By Heather Anderson, Credit Union Times

The Senate Finance Committee’s Tax Reform Options Paper, which focuses on tax-exempt organizations that could be targeted for reform, included credit unions. The paper did not make specific recommendations regarding which tax exemptions should be eliminated in new legislation. However, it sourced a 2012 Tax Foundation study that did offer specifics, which included the credit union exemption.

According to the Finance Committee website, the group led by Chairman Max Baucus (D-Mont.) and ranking member Orrin Hatch (R-Utah) has been collecting feedback on tax reform options and presenting them in papers. The site also said the papers do not necessarily have the endorsement of either the chairman or ranking member. Baucus has previously said he supports the credit union tax exemption.

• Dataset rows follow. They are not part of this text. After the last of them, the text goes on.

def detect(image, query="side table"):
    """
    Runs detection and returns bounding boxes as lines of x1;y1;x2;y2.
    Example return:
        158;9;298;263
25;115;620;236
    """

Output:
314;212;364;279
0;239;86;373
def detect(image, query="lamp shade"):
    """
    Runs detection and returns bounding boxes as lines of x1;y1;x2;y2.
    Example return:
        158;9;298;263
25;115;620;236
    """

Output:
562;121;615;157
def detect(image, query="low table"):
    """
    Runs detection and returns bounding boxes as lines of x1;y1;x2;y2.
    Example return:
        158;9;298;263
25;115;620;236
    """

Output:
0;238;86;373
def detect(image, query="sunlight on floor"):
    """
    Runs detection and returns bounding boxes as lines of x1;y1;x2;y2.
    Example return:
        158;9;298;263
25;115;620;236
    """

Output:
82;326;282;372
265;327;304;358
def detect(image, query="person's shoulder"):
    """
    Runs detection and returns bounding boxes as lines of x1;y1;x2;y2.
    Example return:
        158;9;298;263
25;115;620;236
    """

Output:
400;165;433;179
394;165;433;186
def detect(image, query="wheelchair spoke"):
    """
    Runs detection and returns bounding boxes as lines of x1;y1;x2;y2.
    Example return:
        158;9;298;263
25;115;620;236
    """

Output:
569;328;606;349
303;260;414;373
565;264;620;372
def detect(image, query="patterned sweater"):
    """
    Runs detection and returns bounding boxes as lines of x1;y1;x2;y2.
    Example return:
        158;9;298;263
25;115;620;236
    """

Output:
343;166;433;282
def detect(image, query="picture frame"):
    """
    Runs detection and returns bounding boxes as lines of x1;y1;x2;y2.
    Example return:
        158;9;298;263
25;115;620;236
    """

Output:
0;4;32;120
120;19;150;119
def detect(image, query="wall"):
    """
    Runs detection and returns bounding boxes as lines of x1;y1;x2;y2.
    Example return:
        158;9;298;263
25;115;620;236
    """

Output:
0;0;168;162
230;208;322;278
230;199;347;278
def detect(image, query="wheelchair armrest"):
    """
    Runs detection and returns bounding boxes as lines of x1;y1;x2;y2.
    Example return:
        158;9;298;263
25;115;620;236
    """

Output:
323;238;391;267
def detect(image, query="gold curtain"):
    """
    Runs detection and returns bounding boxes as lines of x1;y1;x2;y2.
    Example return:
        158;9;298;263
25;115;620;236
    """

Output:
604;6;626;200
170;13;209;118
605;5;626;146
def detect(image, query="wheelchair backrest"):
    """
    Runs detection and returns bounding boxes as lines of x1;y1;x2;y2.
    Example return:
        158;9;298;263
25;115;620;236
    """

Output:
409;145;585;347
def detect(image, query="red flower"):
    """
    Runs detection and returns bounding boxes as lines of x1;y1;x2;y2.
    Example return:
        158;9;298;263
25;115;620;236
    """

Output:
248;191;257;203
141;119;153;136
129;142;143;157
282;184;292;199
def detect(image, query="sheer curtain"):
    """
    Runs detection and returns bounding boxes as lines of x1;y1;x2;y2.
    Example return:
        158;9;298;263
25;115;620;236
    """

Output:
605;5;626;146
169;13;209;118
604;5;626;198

CUNA President/CEO Bill Cheney reacted to the paper by urging credit unions to get involved in the trade’s “Don’t Tax My Credit Union” advocacy campaign.

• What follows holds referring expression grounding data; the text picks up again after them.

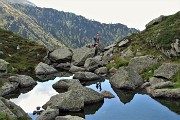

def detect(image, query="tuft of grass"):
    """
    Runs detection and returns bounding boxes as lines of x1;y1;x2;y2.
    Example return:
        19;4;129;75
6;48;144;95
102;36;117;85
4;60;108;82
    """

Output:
172;69;180;88
106;53;129;69
140;63;162;80
0;112;13;120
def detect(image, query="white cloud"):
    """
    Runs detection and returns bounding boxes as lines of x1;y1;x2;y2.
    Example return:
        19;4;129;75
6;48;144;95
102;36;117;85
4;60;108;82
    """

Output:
28;0;180;30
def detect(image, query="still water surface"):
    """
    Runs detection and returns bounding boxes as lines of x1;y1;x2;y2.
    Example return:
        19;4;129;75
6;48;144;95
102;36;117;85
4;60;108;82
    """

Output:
9;76;180;120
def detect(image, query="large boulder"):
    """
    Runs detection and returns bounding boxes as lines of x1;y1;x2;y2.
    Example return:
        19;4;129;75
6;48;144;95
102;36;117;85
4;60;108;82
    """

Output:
37;107;59;120
55;115;85;120
35;62;58;75
84;58;103;72
72;47;96;66
8;75;37;87
150;88;180;98
0;97;31;119
119;39;129;47
94;67;108;75
0;81;19;96
43;90;84;111
49;48;73;63
145;15;165;28
0;59;9;73
73;72;100;81
154;63;180;80
128;55;158;74
110;66;143;90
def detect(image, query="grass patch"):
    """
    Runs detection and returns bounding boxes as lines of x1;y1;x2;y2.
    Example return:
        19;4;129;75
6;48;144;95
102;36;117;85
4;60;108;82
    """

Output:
172;69;180;88
106;53;129;69
0;112;13;120
140;63;162;80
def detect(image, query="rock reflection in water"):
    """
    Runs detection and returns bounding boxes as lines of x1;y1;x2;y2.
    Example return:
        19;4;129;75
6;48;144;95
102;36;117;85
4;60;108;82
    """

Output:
155;98;180;114
59;101;104;118
111;85;137;104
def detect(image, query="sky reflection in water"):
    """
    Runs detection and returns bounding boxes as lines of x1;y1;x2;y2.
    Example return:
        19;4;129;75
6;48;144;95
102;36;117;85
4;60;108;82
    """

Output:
10;77;180;120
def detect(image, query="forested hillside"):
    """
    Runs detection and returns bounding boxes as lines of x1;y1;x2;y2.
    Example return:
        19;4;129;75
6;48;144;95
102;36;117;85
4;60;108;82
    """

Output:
0;1;138;48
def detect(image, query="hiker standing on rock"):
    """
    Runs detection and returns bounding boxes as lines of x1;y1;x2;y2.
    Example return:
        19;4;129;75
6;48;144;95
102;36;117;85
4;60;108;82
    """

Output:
93;34;101;47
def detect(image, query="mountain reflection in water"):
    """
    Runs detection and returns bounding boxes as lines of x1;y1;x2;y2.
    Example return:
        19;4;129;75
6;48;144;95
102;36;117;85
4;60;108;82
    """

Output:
8;76;180;120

“The release of this document should be a wake-up call for action by credit unions,” Cheney said in a release. “As CUNA has been saying for some time, our tax exemption, and its preservation for the long-term, is actively in the mix of discussion on Capitol Hill, as this options paper clearly shows.”

Cheney also noted that as not-for-profit cooperatives, credit unions return billions of dollars in benefits to consumers each year that far exceed any potential tax revenue.

NAFCU Vice President of Legislative Affairs Brad Thaler said the trade is close to tax reform discussions on Capitol Hill, and continues to hear that lawmakers are averse to tinkering with the credit union tax exemption.

“The document released today is more of an ideas document than a policy or recommendations paper,” Thaler said. “The specific mention of credit unions even is just a citation to an outside report of ideas offered by others.  Even so, we continue to monitor all tax reform proposals and discussion papers on the Hill that could potentially affect credit unions.”